The Nov. 23 video call displayed the would-be suicide bomber “angrily gesturing and speaking Dari, a language commonly spoken in Afghanistan, while interacting with at least two other males,” authorities said.
Two days later, the Texas Department of Public Safety alerted the FBI to the video, in which Alokozay purportedly described the Islamic fundamentalist rules of Afghanistan as “dear” to him.
The FBI used facial recognition technology to identify Alokozay, and he was arrested the same day.
Special agent Justin Killian said in an affidavit that Alokozay admitted making the statements, and claimed he deleted the TikTok app from his phone after people contacted him saying they had seen the video.
Dallas US Attorney Ryan Raybould filed a single charge against Alokozay, 30, of making threatening communications in interstate commerce.
The suspect faces up to five years in prison if convicted. He was in custody pending an initial court appearance.

“This Afghan national came into America during the Biden administration and as alleged, explicitly stated that he came here in order to kill American citizens,” said Attorney General Pam Bondi in a statement.

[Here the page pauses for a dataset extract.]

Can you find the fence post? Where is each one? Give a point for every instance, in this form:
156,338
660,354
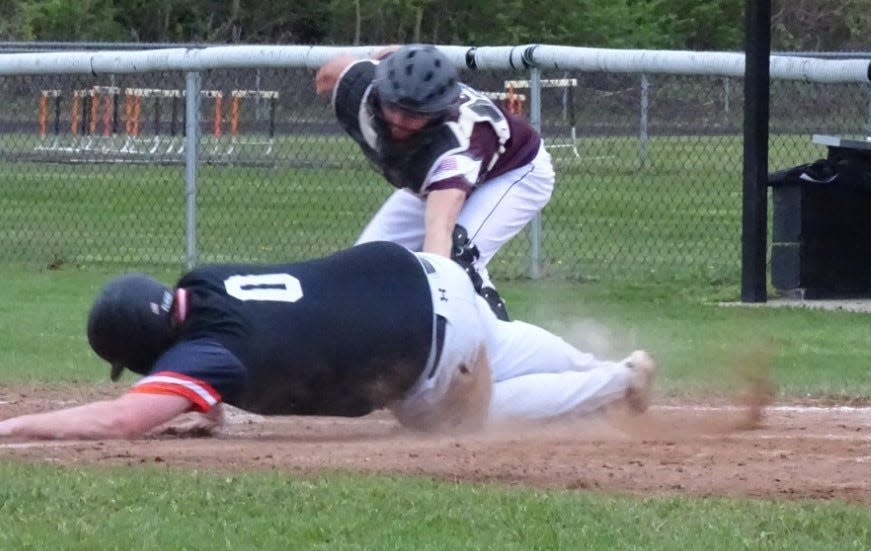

“The public safety threat created by the Biden administration’s vetting breakdown cannot be overstated – the Department of Justice will continue working with our federal and state partners to protect the American people from the prior administration’s dangerous incompetence.”
Alokozay was initially arrested on a state charge of making a terroristic threat. Department of Homeland Security spokesperson Tricia McLaughlin announced the arrest on X Saturday — one day after the Trump administration halted all asylum decisions and paused issuing visas for people traveling on Afghan passports.
Those moves came after two National Guard members were shot, with one killed, Wednesday in Washington. Federal authorities have identified the suspect as Rahmanullah Lakanwal, a 29-year-old Afghan national who worked with the CIA during the Afghanistan War.
Lakanwal applied for asylum during the Biden administration and was granted it earlier this year under President Donald Trump, according to a group that assists with resettlement of Afghans who helped US forces in their country.
There is no indication that the DC shooting and the Texas case are directly connected.